Again the child set to work to brush away the snow. The neck of the dead woman appeared; then her shoulders, clothed in rags. Suddenly he felt something move feebly under his touch. It was something small that was buried, and that stirred. The child swiftly cleared away the snow, revealing a wretched little body—thin, and icy cold, but still alive—lying naked on the dead woman's naked breast. It was a little girl.

It had been swaddled up, but in rags so scanty that in its struggles it had freed itself from its tatters. Its attenuated limbs, which yet contained a little warmth, and its feeble breath, had somewhat melted the snow. A nurse would have said that the baby was live or six months old; but perhaps it might be a year old, for growth, in poverty, suffers deplorable drawbacks, which sometimes even produce rachitis. When the baby's face was exposed to the air it gave a cry, the continuation of its moan of distress. For the mother not to have heard that sob proved her irrevocably dead. The child took the infant in his arms.

The stiffened body of the mother was a fearful sight. A spectral light seemed to proceed from her face. Her parted, breathless lips seemed to be forming in the mysterious language of shadows her answer to the questions put to the dead by the Invisible. The ghastly reflection of the icy plains was on her countenance. There was a youthful forehead under the brown hair, an almost indignant knitting of the eyebrows, pinched nostrils, closed eyelids, the lashes glued together by the rime, and from the corners of the eyes to the corners of the mouth extended a channel of frozen tears. The snow lighted up the corpse. Winter and death are not unlike; the corpse is a human circle. The nakedness of the dead woman's breasts was pathetic. They had fulfilled their purpose. On them was a sublime blight of the life infused into one being by another from whom life has fled, and maternal majesty was there instead of virginal purity. At the point of one of the nipples was a white pearl. It was a drop of frozen milk.
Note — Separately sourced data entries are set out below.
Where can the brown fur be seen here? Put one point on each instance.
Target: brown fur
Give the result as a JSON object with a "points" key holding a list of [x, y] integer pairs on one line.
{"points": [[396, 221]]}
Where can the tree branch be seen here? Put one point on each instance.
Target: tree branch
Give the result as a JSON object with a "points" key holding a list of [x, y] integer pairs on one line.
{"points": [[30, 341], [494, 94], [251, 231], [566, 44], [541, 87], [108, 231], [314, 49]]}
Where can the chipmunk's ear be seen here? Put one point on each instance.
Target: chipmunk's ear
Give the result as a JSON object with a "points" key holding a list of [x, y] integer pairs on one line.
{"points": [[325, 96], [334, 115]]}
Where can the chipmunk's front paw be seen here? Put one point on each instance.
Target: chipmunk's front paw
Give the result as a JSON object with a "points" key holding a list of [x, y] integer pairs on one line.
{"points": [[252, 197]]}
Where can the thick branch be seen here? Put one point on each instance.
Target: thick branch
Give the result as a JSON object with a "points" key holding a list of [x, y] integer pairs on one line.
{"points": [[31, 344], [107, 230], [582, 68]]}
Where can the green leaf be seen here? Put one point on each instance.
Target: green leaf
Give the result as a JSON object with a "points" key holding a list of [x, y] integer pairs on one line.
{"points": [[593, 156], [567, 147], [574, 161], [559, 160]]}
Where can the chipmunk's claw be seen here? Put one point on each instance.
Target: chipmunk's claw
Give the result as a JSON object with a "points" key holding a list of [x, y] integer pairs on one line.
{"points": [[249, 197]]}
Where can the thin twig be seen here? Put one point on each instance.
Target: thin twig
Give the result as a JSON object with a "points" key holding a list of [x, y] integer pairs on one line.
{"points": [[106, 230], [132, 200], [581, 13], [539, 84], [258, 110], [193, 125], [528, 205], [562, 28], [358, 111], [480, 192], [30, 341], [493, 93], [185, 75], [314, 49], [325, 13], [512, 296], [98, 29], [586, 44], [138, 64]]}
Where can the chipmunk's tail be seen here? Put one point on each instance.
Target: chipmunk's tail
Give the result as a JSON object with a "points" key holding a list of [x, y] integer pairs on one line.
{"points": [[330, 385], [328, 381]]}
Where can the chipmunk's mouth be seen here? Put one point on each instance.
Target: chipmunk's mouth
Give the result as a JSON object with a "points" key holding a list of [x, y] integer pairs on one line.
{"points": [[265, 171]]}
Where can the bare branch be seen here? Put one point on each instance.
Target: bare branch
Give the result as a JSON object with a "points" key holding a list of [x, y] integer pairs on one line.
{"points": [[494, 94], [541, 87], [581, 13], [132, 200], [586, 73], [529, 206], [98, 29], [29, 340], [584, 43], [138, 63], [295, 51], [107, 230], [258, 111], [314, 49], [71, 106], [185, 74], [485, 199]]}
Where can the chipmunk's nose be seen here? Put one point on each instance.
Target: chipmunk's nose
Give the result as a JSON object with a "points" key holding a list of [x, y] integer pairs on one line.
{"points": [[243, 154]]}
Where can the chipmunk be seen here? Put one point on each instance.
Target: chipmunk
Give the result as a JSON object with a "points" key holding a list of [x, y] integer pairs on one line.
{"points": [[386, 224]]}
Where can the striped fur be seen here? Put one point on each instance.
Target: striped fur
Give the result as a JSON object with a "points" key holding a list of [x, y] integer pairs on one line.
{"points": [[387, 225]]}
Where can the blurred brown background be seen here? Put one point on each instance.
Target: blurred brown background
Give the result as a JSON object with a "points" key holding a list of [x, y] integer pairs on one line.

Let us explain at once. On the plain over which the deserted boy was passing a beggar woman, nursing her infant and searching for a refuge, had lost her way a few hours before. Benumbed with cold she had fallen on the snow, and was unable to rise again. The falling snow covered her. As long as she was able she had clasped her little girl to her bosom; and thus she died.

The infant had tried to suck the marble breast of the mother. Blind trust, inspired by Nature; for it seems that it is possible for a woman to suckle her child even after her last sigh. But the lips of the infant had been unable to find the breast where the drop of milk had frozen, while under the snow the child, more accustomed to the cradle than the tomb, had wailed despairingly. The deserted child had heard the cry of the dying child. He disinterred it. He took it in his arms.

When the infant found herself in his arms she ceased crying. The faces of the two children touched each other, and the purple lips of the infant sought the cheek of the boy, as it had been a breast. The little girl had nearly reached the moment when the congealed blood stops the action of the heart. Her mother had touched her with the chill of death, for a corpse communicates death; its numbness is infectious. The infant's feet, hands, arms, knees, seemed paralyzed by cold. The boy felt the terrible chill. He had on him one garment dry and warm,—his pilot jacket. He placed the infant on the breast of the corpse, took off his jacket, wrapped the infant in it, which he took up again in his arms; and then, almost naked, under the blast of the north wind which covered him with eddies of snow-flakes, carrying the infant, he continued his journey. The little one having succeeded in again finding the boy's cheek, again applied her lips to it; and, soothed by the warmth, she fell asleep. First kiss of those two souls in the darkness!

The mother lay there on her back upon the snow, her face turned up to the night; but perhaps at the moment when the boy stripped himself to clothe the little girl, the mother saw him from the depths of infinity.